The proposals emerged from a meeting of London Councils, the representative organisation for London’s councils, and were first reported in the Financial Times.
Supporters of the plan believe it could cut £30 million from the councils’ annual administration costs. It is also an apparent endorsement for the UK government’s repeated calls for local pensions to play a greater role in funding the country’s infrastructure.
Among other plans, there has been talk of a so-called Pension Infrastructure Platform, effectively a pension-owned general partnership (GP) that would involve no more than 0.5 percent in management fees.
Meanwhile, some pension funds – including the London Pension Fund Authority and the Greater Manchester Pension Fund – are part of a group of investors that signed a Memorandum of Understanding with HM Treasury last year to find ways of generating more investment in both the construction and operational phases of infrastructure projects. The group also includes the likes of Meridiam Infrastructure and Pantheon.

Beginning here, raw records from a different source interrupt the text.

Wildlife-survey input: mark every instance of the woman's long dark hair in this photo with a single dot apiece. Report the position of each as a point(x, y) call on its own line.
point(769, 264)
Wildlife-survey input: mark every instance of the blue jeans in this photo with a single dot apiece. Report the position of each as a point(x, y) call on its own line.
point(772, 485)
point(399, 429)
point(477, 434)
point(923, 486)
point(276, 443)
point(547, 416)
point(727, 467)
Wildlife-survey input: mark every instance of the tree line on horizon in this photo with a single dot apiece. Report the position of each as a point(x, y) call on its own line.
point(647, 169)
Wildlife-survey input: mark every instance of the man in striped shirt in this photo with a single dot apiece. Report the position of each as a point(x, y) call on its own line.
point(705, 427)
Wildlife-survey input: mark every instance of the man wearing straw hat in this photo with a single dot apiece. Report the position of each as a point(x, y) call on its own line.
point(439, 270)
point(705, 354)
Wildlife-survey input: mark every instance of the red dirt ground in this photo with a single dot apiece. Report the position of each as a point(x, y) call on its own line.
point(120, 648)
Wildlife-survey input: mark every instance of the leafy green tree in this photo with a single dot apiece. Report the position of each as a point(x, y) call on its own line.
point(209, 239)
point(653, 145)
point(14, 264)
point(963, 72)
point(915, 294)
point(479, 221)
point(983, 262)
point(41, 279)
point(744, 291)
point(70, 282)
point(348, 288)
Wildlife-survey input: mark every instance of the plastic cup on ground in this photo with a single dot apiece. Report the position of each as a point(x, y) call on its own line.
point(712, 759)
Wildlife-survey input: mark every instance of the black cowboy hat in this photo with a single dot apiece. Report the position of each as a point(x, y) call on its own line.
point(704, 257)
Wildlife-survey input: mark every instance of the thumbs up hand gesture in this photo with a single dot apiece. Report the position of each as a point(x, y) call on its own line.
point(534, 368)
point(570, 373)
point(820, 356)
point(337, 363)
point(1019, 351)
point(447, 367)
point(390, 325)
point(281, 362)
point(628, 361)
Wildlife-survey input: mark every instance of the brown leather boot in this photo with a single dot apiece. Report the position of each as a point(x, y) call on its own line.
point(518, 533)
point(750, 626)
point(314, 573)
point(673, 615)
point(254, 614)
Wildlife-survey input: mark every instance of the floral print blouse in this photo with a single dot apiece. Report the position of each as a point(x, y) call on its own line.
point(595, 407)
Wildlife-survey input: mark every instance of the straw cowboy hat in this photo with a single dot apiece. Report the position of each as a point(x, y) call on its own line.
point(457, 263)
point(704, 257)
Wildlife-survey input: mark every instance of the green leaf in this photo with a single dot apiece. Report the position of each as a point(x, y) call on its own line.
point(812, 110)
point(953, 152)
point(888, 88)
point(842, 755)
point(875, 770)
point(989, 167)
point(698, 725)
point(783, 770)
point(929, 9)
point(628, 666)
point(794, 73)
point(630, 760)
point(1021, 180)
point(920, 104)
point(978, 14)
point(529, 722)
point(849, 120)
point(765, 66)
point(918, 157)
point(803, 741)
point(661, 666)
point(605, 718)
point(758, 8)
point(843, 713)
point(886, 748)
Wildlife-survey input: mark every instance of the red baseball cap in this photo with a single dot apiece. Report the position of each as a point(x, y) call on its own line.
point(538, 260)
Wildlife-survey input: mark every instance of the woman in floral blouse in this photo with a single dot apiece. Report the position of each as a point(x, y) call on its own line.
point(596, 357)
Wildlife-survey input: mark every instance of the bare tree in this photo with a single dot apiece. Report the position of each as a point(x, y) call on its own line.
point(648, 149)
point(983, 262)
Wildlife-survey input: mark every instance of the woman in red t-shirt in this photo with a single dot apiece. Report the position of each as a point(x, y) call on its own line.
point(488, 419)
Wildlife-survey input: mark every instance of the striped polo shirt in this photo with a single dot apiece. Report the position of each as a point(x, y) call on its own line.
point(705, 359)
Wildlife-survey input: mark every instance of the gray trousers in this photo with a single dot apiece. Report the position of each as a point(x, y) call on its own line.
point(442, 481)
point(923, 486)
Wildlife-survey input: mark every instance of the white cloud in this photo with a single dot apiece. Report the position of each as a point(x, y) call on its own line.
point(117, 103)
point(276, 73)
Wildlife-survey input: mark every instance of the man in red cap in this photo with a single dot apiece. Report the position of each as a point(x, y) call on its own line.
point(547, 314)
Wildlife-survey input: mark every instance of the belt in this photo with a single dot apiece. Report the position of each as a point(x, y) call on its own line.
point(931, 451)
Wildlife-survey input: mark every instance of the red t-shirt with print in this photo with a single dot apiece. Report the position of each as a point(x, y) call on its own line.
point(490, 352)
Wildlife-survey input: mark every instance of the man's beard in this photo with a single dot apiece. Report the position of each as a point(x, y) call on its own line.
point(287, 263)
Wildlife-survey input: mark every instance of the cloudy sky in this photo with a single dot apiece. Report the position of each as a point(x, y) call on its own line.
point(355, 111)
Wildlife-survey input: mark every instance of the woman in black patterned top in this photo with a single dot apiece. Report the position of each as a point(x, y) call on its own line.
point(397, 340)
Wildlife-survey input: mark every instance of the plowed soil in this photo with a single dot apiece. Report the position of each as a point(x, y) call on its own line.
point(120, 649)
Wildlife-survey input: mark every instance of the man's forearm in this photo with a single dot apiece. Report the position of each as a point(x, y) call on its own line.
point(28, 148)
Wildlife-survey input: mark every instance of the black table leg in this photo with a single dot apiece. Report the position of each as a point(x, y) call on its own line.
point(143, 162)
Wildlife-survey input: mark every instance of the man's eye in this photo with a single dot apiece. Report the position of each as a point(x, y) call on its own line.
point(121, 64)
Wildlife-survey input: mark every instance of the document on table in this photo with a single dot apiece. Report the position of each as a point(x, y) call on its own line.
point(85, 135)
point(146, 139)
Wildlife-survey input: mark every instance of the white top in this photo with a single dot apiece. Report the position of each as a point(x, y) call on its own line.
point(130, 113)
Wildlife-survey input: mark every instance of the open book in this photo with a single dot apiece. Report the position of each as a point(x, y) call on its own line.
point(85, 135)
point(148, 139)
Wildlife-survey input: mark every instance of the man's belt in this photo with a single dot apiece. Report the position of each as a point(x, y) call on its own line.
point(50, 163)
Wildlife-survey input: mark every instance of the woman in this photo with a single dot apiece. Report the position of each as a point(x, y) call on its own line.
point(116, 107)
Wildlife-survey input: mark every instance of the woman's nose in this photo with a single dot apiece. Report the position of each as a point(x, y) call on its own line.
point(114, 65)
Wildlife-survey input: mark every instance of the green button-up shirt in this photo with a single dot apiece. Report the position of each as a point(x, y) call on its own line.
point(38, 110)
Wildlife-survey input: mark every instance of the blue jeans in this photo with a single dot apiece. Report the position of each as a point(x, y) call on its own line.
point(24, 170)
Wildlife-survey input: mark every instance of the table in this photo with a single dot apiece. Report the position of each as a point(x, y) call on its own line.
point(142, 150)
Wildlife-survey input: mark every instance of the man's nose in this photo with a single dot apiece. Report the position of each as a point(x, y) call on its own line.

However, unqualified praise of the proposals relating to London was not universal. Pension specialist John Hanratty of law firm Pinsent Masons said the plans should be “cautiously welcomed” but added:
“…Talk of allowing the fund to invest in infrastructure seems to be a bit of a red herring. The amount the combined fund could invest is not huge in infrastructure terms and the Government is really seeking to attract infrastructure investment from sovereign wealth funds and the mutual funds from the US, Canadian and Australian pension and insurance pots.”